It’s been a busy week, so I haven’t had the time to post as much as I would have liked.
But then what do you care? That’s what I told Jacquie the other night when I showed her the blog statistics. Our readership was at an all-time low. I didn’t know you could get a number below zero visits. Obviously, we’d sprung a leak somewhere along the way. There were tough decisions to be made.
“Jacquie,” I said, “We’ve had a good long run. We’ve had a few laughs, a few tears, and a few dozen whip-its. But maybe it’s time we tossed in the towel. Maybe these stats are a sign to shut the lights off on this ‘Basement’ we call ‘Life.'”
“You could shut down the blog,” Jacquie said. “But who would notice?”
“Exactly. So what do I do?”
“I have just the thing that will boost readership.”
“What is it?”
“Shhh, come here.”
Jacquie opened her arms and gave me a hug but before I knew it, she managed to cover my nose and mouth with a damp handkerchief, and by the count of 10, I was unconscious. My wife had chloroformed me, just like on our wedding day.
I don’t know how much time passed, but when I woke up, I found us standing inside a long, brightly lit corridor with 25 cages built into the walls on either side, and a couple of strange people with ID badges, smiling at me.
“Feel free to ask us any questions,” one of them said.
“Who are you horrible people?” I said.
“It’s the Auckland SPCA,” Jacquie said. “We’re going to adopt a cat.”
“Damn it.”
The volunteers showed us several models to choose from. We learned that Auckland had just gotten through one of the biggest “kitten seasons” on record, but there didn’t seem to be many in the cages so I assumed that most of them had already been culled by licensed hunters or adopted, whichever applied to “kitten season.” We didn’t mind so much, anyway, since Jacquie and I were accustomed to adopting old cats. Norman was four or five when we took him in, and Puffy was probably 14 or 15, and Graeme, well, we’re not so sure because, as it turned out, Graeme had probably been dead for several years before we rescued her.
But the older ones at the SPCA gave us the creeps, to say nothing of the cats they were showing us. We were none too impressed.
Until we met this young buck.

Ladies and gentlemen, for the first time in public, Kitten #102358. I mean, Chester. (Yes, observant reader, he is part blurry.)
A volunteer told us that Chester was the last of his litter to be adopted, because he was “naturally shy.” But that probably had nothing whatsoever to do with people constantly lurching at him with their big grubby hands. From my perspective, the nine-week-old seemed more than eager to come home with us and destroy our furniture.
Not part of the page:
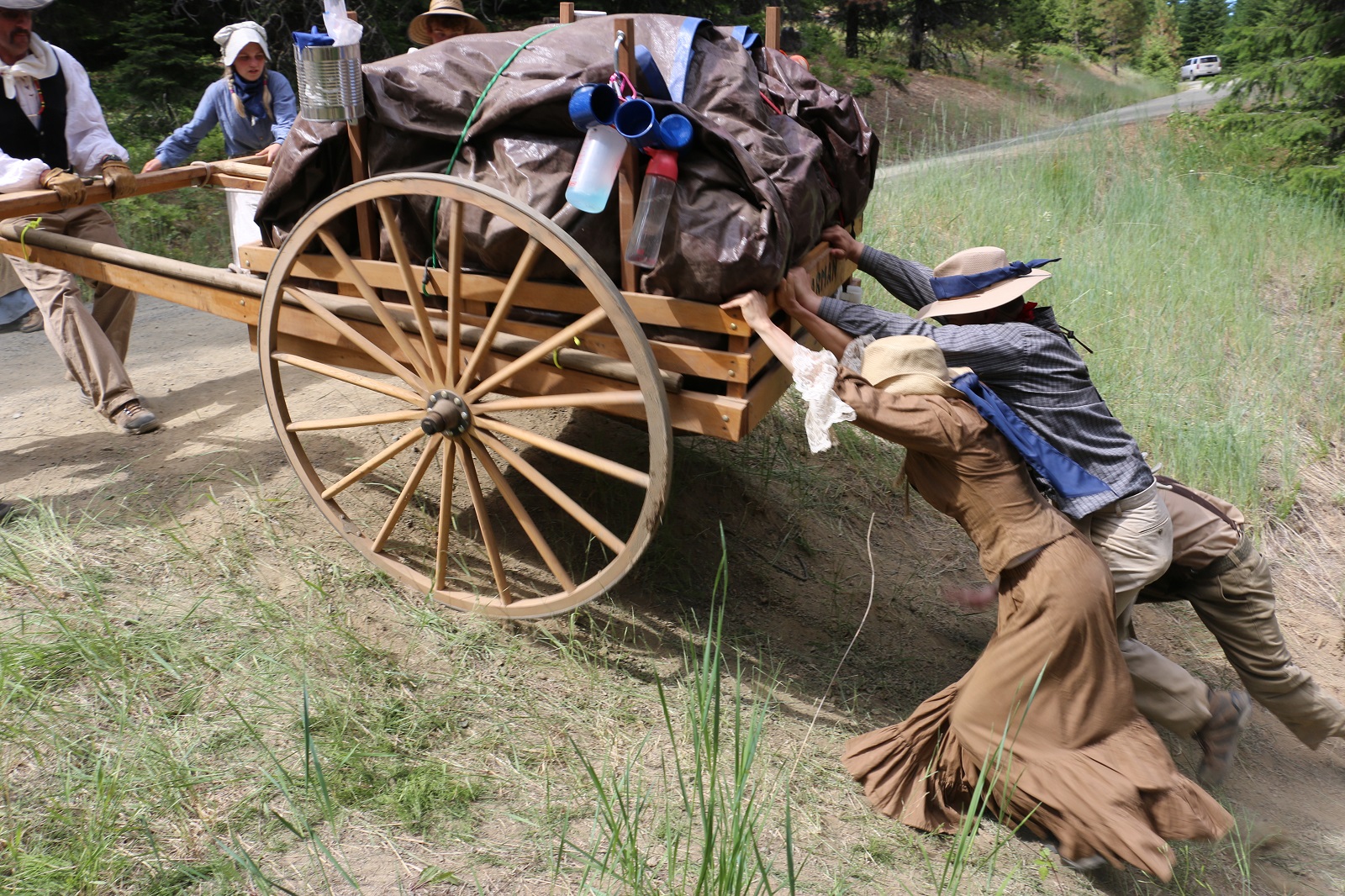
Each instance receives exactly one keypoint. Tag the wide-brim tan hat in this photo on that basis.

So the volunteer took Chester out of his cage and whispered something into the poor guy’s ear. “I speak cat language because I’m an honorary non-feline member of the Cat Council*,” the volunteer informed us. “I want you two to know, we all think you’re doing such a great thing.” (“We” referring to said Cat Council, presumably).
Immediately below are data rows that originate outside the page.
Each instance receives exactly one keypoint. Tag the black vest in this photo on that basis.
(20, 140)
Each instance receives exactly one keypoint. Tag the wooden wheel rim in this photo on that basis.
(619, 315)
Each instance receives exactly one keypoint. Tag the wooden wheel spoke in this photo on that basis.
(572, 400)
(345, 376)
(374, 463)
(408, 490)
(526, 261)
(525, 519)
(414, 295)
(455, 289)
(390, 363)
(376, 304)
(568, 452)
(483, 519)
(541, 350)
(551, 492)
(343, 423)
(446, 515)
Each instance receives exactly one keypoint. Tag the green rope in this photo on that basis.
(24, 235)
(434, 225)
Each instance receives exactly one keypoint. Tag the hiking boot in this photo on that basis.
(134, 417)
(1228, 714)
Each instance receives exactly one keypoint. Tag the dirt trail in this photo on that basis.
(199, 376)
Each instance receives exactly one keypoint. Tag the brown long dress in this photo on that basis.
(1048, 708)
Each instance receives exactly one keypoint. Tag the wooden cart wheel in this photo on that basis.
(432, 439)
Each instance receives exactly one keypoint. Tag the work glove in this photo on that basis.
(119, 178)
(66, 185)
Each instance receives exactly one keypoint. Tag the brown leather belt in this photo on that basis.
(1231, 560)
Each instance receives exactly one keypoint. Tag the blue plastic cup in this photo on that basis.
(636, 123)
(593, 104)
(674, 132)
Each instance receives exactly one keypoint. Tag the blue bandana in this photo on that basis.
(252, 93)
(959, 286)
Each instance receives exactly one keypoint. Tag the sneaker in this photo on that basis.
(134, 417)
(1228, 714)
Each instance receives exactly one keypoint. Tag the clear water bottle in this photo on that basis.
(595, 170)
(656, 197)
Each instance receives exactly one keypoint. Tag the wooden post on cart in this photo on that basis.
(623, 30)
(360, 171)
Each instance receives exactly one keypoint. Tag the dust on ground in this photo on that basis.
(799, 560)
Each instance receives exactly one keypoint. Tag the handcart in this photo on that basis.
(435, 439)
Jacquie and I made for the exit as quickly as we could, but not in time to escape another volunteer who tricked us into buying thousands of dollars worth of unnecessary junk, like a scratching post, catnip toys and food. Then as we were carrying all this crap out to the car, I looked into the carrier.
“Hey, this carrier is empty,” I said.
“Oh, ha-ha, I must have unknowingly exchanged your carrier with an empty one while you weren’t looking, by mistake,” the volunteer said. “How did that happen?”

Chester tended to amuse himself with the scratching post before he discovered our credit cards.
Chester has been home with us now for three days, and I have to say he’s behaved like a perfectly normal kitten, playing with his catnip toys, smashing precariously stored plates and glasses, and scratching my corneas out with an X-acto knife. And the blog? Did Jumping the Shark by shamelessly and lazily exploiting the biological hardwiring of humans to take interest in all things small, doe-eyed and vulnerable, did that help bring our stats up?
Well, it’s too early to know. For now, let’s just say that if you don’t get everyone you know to read this blog right now, the kitten just might have an “accident,” if you know what I mean.
*This is a reference to a very old inside-joke in my family. With apologies to my sister, the lawyer, and her gracious decision to never pursue litigation against me, Jacquie or Basement Life and its subsidiaries, licensees, franchisees or partners, in perpetuity throughout the known universe.